Legacy Academy, which opened this past fall and enrolls more than 200 students, will have to close in 90 days unless the school challenges the decision or can prove that all of the problems have been fixed. The school has 14 days to file appeal to discuss the allegations at a formal hearing.
Leaders of Legacy Academy said they are addressing the district's concerns now and hope to avoid escalating the situation to a formal hearing, News 6 partner Florida Today reported.
A large group of parents attended Tuesday night's School Board meeting and begged board members to give the school another chance. They brought their children who were still wearing their dark-purple uniform Polo shirts with the Legacy symbol embroidered on the chest.
Bryan Freeman told the board how his two boys struggled at the district's traditional schools. They used to get D's and F's on their report cards, got in trouble for being disruptive and needed tutors to keep up with the rest of the class, he said. At Legacy, they're excelling, he added.
"If we lose this ... I would be forced to home-school," Freeman told the board.
Board members unanimously decided to issue a letter of termination to Legacy Academy after the school district complied hundreds of pages detailing problems at the school. The district alleges that Legacy Academy, a school for grades kindergarten through sixth, has employed non-certified teachers, does not have the necessary supports for special-needs students, has been operating without basic curriculum materials and because of poor money management is in a "financial emergency."
Leaders from Legacy Academy argue all of the problems have been corrected or are in the process of being fixed, and that many of the allegations against the school are not true. They presented their own letter to the School Board prior to Tuesday's meeting, although it was not clear if they board had reviewed it, refuting all of the district's accusations.
According to the school's attorneys and governing board, the school is now projecting a surplus, only employs certified teachers and has in place the curriculum and special-needs program legally required. The school included photocopies of all of the teacher's certificates.
The school has also decided to search for a new principal, at the recommendation of the current principal who helped open the school, Charlene Montford.

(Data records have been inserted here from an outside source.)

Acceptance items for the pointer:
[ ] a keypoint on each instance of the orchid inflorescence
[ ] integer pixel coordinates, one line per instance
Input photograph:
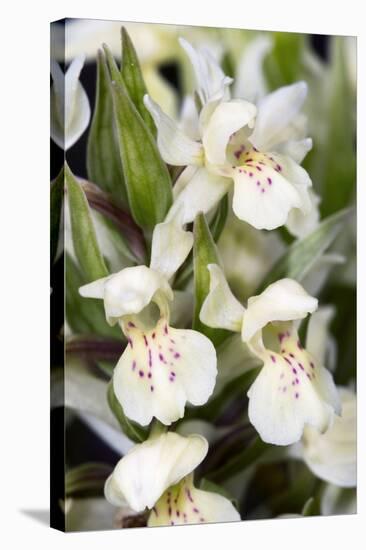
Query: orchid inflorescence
(249, 149)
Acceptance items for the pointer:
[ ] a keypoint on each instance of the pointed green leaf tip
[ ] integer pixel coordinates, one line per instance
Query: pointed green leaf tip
(56, 199)
(83, 232)
(134, 80)
(146, 175)
(131, 429)
(204, 253)
(103, 159)
(302, 255)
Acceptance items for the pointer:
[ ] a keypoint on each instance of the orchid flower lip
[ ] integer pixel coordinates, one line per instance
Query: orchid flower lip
(184, 504)
(151, 467)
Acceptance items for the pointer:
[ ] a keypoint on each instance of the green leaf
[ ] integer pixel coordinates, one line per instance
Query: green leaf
(211, 487)
(133, 79)
(217, 223)
(84, 315)
(125, 235)
(301, 256)
(336, 153)
(241, 461)
(104, 163)
(204, 253)
(83, 232)
(86, 479)
(312, 507)
(134, 431)
(282, 65)
(56, 200)
(237, 386)
(146, 175)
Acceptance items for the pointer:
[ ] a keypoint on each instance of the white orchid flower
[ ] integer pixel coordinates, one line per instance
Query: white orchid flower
(332, 456)
(162, 367)
(293, 389)
(257, 149)
(157, 475)
(70, 109)
(149, 468)
(184, 504)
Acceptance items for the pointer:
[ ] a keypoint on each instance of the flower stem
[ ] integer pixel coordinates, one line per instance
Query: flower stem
(240, 462)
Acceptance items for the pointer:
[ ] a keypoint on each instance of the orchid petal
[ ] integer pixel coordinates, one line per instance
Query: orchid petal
(227, 118)
(161, 369)
(292, 391)
(276, 112)
(200, 194)
(284, 300)
(128, 291)
(184, 504)
(151, 467)
(211, 82)
(69, 104)
(263, 199)
(296, 149)
(332, 456)
(318, 335)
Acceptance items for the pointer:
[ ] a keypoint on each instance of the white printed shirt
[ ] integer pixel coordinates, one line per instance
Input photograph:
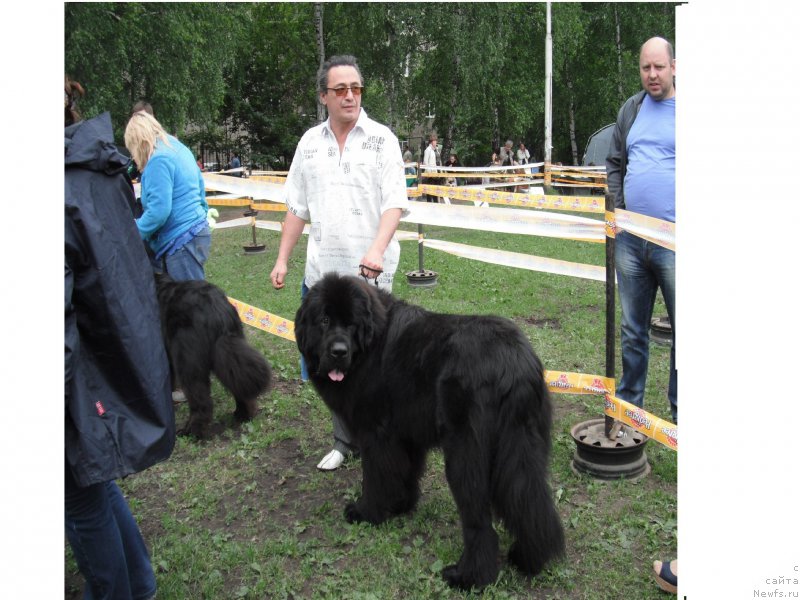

"I can tell you that our first year has been a significant challenge for us," admitted Napoleon Carroll, chairman of the school's governing board, adding, "All we ask is that you give us a chance."
Nevertheless, the School Board issued the letter of termination, not with intentions to close the school, but as "part of the governance process to get a plan of action in front of us," School Board chair John Craig said.
"I don’t believe there's anyone up here that wants to close Legacy," board member Misty Belford, who represents North Brevard, said. "I want to assure you that regardless of what happens here tonight, I don’t want you all to walk out of here tonight, as teachers or as parents, and assume that your school will be closed in 90 days."
Superintendent Desmond Blackburn apologized to the families who he said have been put in the position of fighting for their school, but added, "the deficiencies that have been identified have been significant."
He said if Legacy Academy leaders are correct in their argument that all of the issues have been fixed or are going to be fixed, "we shouldn’t ever, ever be here again."
Legacy Academy has faced closure once before. Prior to the start of the school year when the school planned on opening, the school district raised concerns after the school still did not have a certificate of occupancy, proper health insurance and had not passed required health inspections. Just 10 days before children were set to start school, parents panicked that Legacy Academy may not be able to open.
The school was able to fix everything and opened on time.